Angular Motion

Question 1

What is angular motion?

Answer 1

Movement of a body or part of a body in a circular path about an axis is rotation.

Question 2

What type of force is required to create angular motion?

Answer 2

Eccentric force

Question 3

What is an eccentric force?

Answer 3

A force applied outside the centre of mass, resulting in angular motion.

Question 4

What is torque?

Answer 4

A measure of the turning/rotational/eccentric force applied to a body

Question 5

Name the 3 axis of rotation

Answer 5

Frontal
Transverse
Longitudinal

Question 6

Where does the longitudinal axis run through?

Answer 6

Runs from the head to the toe through the centre of mass

Question 7

Where does the transverse axis run through?

Answer 7

Runs from the left to right through the centre of mass

Question 8

Where does the longitudinal axis run through?

Answer 8

Runs from front to back through the centre of mass

Question 9

Which movements can occur around the longitudinal axis?
Give 2 examples of sporting actions that turn about the longitudinal axis

Answer 9

Rotation, medial and lateral rotation

Pirouette in ballet / Full twist in trampolining
Turning head to breath in front crawl

Question 10

Which movements can occur around the transverse axis?
Give 2 examples of sporting actions that turn about the transverse axis

Answer 10

Flexion and Extension, dorsiflexion and plantar flexion

Bicep curl
Somersault

Question 11

Which movements can occur around the frontal axis?
Give 2 examples of sporting actions that occur about the frontal axis.

Answer 11

Abduction and adduction

Star jump
Cartwheel

Question 12

What is angular velocity?

Answer 12

The rate of change in angular displacement

Question 13

What is angular velocity measured in?

Answer 13

Radians per second

Question 14

How do you calculate angular velocity?

Answer 14

Angular velocity = angular displacement / time taken

Question 15

What is moment of inertia?

Answer 15

The resistance of a body to change its state of angular motion or rotation

Question 16

How do you calculate moment of inertia?

Answer 16

MOI = mass x distribution of mass from the axis of rotation

Question 17

What is moment of inertia measured in?

Answer 17

kgm squared

Question 18

What two factors effect moment of inertia?

Answer 18

Mass
Distribution of mass from the axis of rotation

Question 19

How does mass effect moment of inertia?

Answer 19

The greater the mass of the body the greater the MOI

Question 20

How does distribution of mass from the axis of rotation affect moment of inertia?

Answer 20

The greater the distribution of mass from the axis of rotation, the greater the MOI

Question 21

Explain how moment of inertia has a direct effect on angular velocity

Answer 21

• If the moment of inertia is high, resistance to rotation is also high, therefore angular velocity is low: the rate of spin in slow
• If the moment of inertia is low, resistance to rotation is also low, therefore angular velocity is high: the rate of spin is fast

Question 22

What is angular momentum?

Answer 22

The quantity of angular motion possessed by a body

Question 23

How do you calculate angular momentum?

Answer 23

Angular momentum = moment of inertia x angular velocity

Question 24

What is angular momentum measured in?

Answer 24

Kgm(squared)rad/s

Question 25

What is meant by the term conservation of angular momentum?

Answer 25

Angular momentum is a conserved quantity that remains constant unless an external eccentric force is applied

Question 26

Describe the angular analogue of Newtons 1st law of motion

Answer 26

A rotating body will continue to turn about its axis of rotation with constant angular momentum unless acted on by an eccentric force.

Question 27

Explain how conservation of angular momentum would be applied for an ice skater doing a triple axel jump

Answer 27

• At the start of the jump, the ice skater applies an eccentric force to begin rotation around the longitudinal axis.
  -Initially their MOI is high as their arms and legs are spread out, taking their distribution of mass away from the axis of rotation.

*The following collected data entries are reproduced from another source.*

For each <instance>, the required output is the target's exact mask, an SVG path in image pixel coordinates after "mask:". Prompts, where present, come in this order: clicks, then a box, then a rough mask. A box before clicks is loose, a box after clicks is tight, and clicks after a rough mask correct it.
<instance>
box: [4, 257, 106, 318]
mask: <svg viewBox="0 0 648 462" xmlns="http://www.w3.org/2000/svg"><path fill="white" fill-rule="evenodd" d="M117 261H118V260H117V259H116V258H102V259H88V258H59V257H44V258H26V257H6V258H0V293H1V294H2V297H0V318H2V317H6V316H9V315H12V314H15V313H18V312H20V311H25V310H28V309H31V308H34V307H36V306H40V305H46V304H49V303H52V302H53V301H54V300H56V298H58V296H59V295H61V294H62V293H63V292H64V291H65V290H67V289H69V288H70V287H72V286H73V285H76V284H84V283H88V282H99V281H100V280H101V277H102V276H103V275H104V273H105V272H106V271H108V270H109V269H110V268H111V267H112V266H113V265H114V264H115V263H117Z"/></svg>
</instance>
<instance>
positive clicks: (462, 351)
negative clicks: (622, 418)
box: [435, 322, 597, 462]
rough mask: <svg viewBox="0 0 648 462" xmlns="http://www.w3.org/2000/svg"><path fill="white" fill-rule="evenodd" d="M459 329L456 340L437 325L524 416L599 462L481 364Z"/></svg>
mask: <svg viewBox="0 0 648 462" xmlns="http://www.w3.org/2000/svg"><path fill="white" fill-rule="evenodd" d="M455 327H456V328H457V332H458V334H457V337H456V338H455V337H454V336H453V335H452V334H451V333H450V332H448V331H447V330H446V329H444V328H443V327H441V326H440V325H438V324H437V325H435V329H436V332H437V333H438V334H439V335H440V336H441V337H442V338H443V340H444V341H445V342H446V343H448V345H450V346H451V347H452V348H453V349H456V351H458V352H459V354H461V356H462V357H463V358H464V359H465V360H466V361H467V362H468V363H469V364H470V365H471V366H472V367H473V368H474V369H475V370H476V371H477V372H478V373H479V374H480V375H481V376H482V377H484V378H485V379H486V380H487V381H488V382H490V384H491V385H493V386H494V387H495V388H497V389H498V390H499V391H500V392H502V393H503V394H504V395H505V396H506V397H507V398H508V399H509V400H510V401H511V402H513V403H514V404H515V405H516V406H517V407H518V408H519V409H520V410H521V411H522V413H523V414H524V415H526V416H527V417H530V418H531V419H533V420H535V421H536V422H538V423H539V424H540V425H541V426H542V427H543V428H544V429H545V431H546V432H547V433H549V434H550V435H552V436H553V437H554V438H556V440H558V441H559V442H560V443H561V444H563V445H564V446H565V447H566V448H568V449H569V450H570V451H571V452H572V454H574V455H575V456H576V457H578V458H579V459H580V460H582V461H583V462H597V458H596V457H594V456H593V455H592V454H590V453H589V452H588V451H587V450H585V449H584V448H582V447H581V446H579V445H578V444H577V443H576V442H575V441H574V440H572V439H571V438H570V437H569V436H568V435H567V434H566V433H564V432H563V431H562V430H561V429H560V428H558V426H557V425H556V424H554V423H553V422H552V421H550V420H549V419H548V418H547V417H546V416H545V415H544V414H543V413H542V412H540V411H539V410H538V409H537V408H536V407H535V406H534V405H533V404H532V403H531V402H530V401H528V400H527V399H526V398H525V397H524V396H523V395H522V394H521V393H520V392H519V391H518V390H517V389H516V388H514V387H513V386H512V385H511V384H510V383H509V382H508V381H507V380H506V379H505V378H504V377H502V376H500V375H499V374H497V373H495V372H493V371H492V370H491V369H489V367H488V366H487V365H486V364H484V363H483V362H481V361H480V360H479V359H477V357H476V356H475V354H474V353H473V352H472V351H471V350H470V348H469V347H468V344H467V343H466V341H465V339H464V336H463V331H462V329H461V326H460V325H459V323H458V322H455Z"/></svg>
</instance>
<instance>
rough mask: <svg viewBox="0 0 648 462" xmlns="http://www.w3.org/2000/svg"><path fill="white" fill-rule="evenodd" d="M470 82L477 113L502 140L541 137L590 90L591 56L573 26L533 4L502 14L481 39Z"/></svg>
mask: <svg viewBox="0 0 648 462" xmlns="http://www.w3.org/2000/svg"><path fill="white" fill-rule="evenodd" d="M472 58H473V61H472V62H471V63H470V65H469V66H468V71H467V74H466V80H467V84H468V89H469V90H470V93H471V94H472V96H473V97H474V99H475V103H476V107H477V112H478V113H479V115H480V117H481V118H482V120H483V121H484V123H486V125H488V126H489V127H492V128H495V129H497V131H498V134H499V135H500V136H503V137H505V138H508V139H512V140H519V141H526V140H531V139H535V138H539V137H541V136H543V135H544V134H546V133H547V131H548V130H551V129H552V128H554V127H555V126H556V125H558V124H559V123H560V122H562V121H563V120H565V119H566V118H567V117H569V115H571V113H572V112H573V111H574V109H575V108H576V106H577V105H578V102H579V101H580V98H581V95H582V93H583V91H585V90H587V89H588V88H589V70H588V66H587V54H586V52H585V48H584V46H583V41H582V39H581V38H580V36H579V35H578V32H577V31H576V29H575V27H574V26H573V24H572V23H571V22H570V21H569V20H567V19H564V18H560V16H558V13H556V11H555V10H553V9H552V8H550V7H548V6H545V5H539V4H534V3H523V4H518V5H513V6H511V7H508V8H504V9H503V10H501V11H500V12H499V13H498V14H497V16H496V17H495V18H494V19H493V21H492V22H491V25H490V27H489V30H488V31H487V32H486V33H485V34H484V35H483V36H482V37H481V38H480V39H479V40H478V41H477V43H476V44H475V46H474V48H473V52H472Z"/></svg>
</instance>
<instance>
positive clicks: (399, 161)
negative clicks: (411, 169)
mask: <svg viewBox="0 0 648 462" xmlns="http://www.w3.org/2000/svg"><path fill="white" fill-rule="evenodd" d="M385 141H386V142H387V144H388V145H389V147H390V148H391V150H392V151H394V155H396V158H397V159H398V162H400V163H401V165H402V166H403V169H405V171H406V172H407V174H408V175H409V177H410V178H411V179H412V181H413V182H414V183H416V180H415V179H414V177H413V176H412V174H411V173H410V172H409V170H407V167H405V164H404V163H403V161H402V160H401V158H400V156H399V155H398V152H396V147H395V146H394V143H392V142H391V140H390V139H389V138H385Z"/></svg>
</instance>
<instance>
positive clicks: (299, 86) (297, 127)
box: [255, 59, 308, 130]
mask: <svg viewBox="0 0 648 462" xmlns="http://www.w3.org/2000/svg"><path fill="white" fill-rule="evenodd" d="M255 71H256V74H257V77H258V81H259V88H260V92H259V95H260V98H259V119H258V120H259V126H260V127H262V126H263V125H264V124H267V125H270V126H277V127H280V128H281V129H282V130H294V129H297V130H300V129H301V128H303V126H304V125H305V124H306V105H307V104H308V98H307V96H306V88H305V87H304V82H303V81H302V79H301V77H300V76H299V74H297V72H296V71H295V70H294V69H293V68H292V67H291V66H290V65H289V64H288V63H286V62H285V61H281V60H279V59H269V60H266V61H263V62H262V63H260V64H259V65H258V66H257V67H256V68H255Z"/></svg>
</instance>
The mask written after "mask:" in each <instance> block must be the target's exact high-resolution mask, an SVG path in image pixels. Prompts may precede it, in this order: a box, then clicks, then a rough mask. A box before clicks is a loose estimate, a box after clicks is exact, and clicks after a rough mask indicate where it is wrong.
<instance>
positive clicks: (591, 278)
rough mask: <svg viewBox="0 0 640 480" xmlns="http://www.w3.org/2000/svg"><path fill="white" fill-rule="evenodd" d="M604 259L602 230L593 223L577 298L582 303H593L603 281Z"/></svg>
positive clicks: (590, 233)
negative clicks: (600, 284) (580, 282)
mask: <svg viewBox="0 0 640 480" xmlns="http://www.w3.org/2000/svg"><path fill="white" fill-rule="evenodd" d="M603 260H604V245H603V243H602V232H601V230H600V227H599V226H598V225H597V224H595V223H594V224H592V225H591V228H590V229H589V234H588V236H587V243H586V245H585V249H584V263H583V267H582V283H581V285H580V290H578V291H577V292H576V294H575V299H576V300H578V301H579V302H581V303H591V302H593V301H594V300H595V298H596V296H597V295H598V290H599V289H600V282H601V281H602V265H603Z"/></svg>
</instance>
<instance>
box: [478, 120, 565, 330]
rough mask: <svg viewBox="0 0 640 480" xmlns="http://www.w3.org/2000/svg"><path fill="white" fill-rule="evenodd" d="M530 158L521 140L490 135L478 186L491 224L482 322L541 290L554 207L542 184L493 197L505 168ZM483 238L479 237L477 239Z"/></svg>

During this point their angular velocity is low.
  -They then bring their arms and legs close to the longitudinal axis, this decreases MOI and increases angular velocity.
  -When they want to slow down, the ice skater takes their arms and legs back out to the sides to once again take their distribution of mass away from the axis of rotation. This increases their MOI, which decreases their angular velocity.
  -During this, angular momentum stays the same, as angular velocity and MOI are inversely proportional, when one increases the other decreases, to keep angular momentum constant.